Akademik Veri Yönetim Sistemi
RESEARCH COMMUNICATIONS IN MOLECULAR PATHOLOGY AND PHARMACOLOGY, cilt.92, sa.3, ss.341-360, 1996 (SCI-Expanded)
This study investigated the effect of gossypol on hyperplastic canine prostates induced with long-term administration of androgen and estrogen. Twelve 16-week-old male beagle dogs were divided evenly (n=3) into 4 treatment groups. (1) Control: vehicle only; (2) Gossypol-Treated: 20 mg/kg gossypol acetic acid; (3) Steroid-Induced: 4 mg/kg testosterone and 40 mu g/kg estradiol-17 beta; (4) Gossypol-Treated and Steroid-Induced: 4 mg/kg testosterone, 40 mu g/kg estradiol-17 beta and 20 mg/kg gossypol. The subjects received treatments every other day for 1 month. The beagles treated with steroids developed an acute enlargement (approximately 10-fold) of the prostate as compared to control. The prostatic acini were underdeveloped and characterized by simple squamous to low cuboidal epithelium in the control subjects while acini in steroid-induced subjects were characterized by simple tall columnar epithelium. The subjects treated with gossypol had prostates histologically similar to controls with the exception of loosened periurethral connective tissue. Serum testosterone and estradiol-17 beta levels imply that gossypol can reduce steroid hormonal levels.
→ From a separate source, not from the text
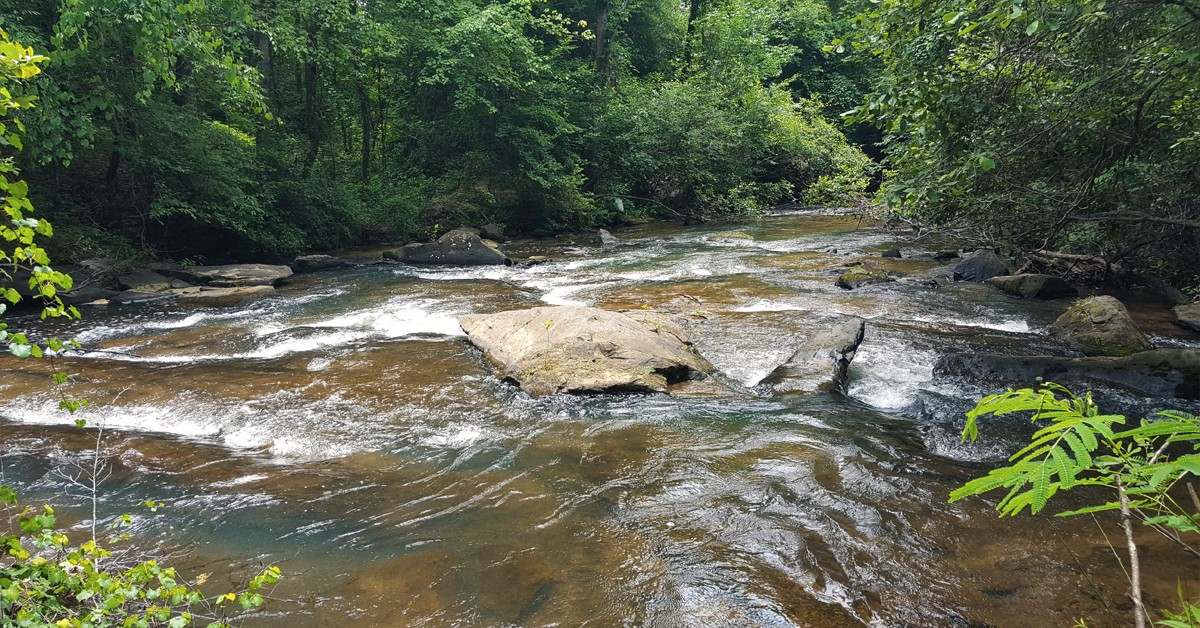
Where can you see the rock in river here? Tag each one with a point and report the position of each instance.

Mean serum testosterone levels in gossypol-treated subjects were reduced approximately 50% from controls. Serum biochemistry profiles indicate that steroid and/or gossypol treatments were not toxic at the doses and duration used in this study. These observations imply that gossypol and steroid hormones can interact to alter prostate development and gossypol metabolism and/or clearance.